Una noche estrellada de calor insoportable, el lago del embalse, calmo y el fernet con coca que iba y venía. Sacábamos todas “lapiceras” (pejerrey muy chiquitos), ya cansaban esos bichos apenas más grandes que mojarritas, revolviste el hielo amarronado y dirigiéndote al Albor, con la simplicidad de siempre soltaste: “ Gordo, porqué no corrés un poco la balsa porque aquí están jugando los del baby”… o aquella pesada joda, cuando dos de tus amigos, viniendo de pleno monte desde Obispo Trejo, donde fueron por vizcachas, que venían atrás en el Rastrojero del Gringo Faró, en plena noche se bajaron en ese camino perdido, a hacer sus necesidades y ustedes no encontraron mejor forma de hacerle una broma que rajarse. Dejarlos allí varados, con muy pocas pilchas, casi nada, sin linternas y lo peor sin un mango. Cuando cuatro días después, regresaron a la villa, los buscaron para matarlos. Obvio, en el próximo viaje volverían todos juntos. No había más enojos. Tus incursiones con el entrañable Pitu Mussi.

La curucucha salvadora
La última. No te podían anestesiar y la operación al corazón era inevitable. No recuerdo como la hicieron. Te bancaste dolores increíbles. Estabas internado en uno de los sanatorios más complejos de Córdoba. Tu preocupación pasaba en cómo pagarías esa reparación al cuore. A la mañana siguiente, nunca nadie lo puedo explicar, entró a tu pieza una curucucha o cucurucha, esos pájaros muy pequeños y de canto muy corto. ¿Una avecita como esa en la pieza de uno de los sanatorios más costosos sonaba a ficción -y no lo fue- nosocomio de primera, donde todo está herméticamente cerrado? El pequeño plumudo se posó en tus pies. Lo primero que dijiste “estoy chau… el flaco me quiere para el banco de suplentes”. Claro, que tu otra pasión, la quiniela (clandestina, esa que levantaba el rengo Kiko) pudo más. Le dice a la “Gringa”, fíjate cuantos pesos hay en la billetera y jugalo todo a las tres cifras, a la cabeza y a los cinco (no recuerdo el número de soñar con pájaros). Inexplicablemente salió a primera. Les alcanzó para pagar todo al sanatorio, médicos y sobraron monedas. Aquella cucurucha, siempre le recordaba algo muy especial. Lo inexplicable.

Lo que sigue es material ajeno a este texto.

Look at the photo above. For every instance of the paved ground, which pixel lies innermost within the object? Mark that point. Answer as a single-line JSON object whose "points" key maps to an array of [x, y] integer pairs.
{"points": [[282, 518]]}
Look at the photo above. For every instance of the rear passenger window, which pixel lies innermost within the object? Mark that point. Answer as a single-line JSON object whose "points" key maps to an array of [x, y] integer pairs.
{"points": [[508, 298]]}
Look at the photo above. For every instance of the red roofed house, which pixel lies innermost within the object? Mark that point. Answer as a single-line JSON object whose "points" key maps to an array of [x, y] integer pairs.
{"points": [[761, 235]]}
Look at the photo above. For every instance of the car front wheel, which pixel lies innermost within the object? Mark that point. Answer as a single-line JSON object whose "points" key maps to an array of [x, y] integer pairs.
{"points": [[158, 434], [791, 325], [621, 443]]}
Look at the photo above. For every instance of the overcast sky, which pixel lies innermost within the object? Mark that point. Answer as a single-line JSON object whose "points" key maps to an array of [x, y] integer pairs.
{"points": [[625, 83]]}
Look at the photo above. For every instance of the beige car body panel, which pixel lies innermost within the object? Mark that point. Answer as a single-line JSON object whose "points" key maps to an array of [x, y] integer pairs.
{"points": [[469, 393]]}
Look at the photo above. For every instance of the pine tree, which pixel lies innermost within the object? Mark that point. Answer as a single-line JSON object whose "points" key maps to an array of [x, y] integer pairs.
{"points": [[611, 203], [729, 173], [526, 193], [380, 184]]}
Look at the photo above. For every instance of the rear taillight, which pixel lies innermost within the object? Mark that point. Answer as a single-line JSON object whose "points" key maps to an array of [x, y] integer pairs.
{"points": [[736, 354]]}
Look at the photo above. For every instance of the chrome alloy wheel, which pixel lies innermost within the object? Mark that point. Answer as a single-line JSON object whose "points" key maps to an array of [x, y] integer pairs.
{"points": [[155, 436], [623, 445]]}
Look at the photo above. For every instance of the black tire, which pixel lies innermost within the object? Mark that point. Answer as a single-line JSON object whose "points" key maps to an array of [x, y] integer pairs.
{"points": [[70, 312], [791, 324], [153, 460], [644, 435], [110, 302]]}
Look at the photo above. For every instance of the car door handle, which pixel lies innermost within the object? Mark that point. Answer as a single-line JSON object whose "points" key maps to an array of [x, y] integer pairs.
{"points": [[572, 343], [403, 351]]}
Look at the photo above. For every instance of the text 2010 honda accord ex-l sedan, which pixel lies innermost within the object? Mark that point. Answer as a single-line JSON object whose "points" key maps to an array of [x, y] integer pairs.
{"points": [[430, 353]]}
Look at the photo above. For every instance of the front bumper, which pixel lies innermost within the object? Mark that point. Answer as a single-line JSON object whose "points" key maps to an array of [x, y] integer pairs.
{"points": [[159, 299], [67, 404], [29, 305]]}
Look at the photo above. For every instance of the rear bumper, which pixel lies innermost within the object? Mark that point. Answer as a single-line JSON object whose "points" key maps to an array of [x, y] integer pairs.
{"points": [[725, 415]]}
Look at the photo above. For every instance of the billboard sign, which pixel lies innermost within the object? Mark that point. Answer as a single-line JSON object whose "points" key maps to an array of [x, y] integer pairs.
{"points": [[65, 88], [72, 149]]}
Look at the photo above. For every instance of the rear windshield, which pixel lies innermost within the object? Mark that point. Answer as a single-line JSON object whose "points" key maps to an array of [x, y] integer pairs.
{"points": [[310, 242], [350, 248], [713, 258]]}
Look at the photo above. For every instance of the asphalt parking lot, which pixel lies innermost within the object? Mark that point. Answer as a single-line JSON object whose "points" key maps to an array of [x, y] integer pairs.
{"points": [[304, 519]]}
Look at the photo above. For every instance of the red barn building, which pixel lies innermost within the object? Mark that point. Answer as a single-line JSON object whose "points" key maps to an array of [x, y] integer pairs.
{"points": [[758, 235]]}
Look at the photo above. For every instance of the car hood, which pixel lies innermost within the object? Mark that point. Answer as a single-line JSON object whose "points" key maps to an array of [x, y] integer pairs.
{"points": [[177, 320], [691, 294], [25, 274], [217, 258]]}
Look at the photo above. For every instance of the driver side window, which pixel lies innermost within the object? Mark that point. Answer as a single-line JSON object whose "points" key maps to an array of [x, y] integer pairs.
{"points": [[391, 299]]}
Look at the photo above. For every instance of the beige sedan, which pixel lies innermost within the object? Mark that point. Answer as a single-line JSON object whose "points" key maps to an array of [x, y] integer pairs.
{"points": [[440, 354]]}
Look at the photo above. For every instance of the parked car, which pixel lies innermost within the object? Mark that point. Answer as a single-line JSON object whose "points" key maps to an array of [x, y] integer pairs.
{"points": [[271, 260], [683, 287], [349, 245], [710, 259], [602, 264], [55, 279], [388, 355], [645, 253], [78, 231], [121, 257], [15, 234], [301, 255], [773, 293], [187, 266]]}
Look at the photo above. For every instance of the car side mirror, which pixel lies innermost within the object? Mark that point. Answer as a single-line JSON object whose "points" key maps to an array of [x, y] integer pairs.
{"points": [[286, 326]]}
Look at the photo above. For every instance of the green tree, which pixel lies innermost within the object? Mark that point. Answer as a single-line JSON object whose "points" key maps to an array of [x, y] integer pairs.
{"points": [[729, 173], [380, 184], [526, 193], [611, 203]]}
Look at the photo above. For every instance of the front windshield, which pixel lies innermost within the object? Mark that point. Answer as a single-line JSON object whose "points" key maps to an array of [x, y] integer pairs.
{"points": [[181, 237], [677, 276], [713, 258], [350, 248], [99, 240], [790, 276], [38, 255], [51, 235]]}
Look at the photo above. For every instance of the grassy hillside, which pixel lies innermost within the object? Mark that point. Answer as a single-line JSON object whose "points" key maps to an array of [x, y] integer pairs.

Te fuiste hermano, seguramente cantando aquella creación tuya de “Los muchachos se comían la chipaca; la chipaca se comían los muchachos…” una cargada a los amigos que decían se pintaban los labios cuando la luna se escondía.

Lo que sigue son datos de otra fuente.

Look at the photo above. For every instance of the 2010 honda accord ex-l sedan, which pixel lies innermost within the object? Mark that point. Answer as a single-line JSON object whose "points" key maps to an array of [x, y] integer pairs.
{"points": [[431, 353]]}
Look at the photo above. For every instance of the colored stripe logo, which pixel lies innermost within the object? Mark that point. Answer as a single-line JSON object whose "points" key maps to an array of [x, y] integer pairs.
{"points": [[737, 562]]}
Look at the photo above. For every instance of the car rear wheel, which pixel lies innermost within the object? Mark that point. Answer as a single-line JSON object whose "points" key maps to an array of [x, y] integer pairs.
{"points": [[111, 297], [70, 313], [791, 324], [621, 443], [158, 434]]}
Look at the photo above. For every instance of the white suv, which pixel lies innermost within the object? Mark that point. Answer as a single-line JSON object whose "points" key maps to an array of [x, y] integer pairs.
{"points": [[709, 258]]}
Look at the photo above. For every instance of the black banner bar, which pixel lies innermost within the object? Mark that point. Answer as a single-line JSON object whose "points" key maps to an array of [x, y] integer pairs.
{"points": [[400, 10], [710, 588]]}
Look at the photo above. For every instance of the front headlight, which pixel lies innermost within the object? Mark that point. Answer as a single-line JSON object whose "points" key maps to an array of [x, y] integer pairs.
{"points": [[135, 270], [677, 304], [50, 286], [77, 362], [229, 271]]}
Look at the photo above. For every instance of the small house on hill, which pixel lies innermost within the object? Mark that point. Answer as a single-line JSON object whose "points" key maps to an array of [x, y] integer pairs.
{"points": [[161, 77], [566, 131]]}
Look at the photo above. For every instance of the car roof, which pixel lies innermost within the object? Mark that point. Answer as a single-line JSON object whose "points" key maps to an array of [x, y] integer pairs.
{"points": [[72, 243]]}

Chau querido amigo… siempre supiste que desde el día que nacemos estamos en lista de espera. Allá, donde la finitud de los tiempos te pasa boleta, hay miles que te estarán esperando… quizás necesiten de tus ocurrencias para hacer más ameno esos tiempos sin almanaques… Carlitos Massanet, amigo en lo largo y ancho del vocablo, en la entraña de lo que es vivir sin espantarse porque te busca la “parca” …
Chau Carlos, alguna caña de tanzas secas, se enroscará en su llanto.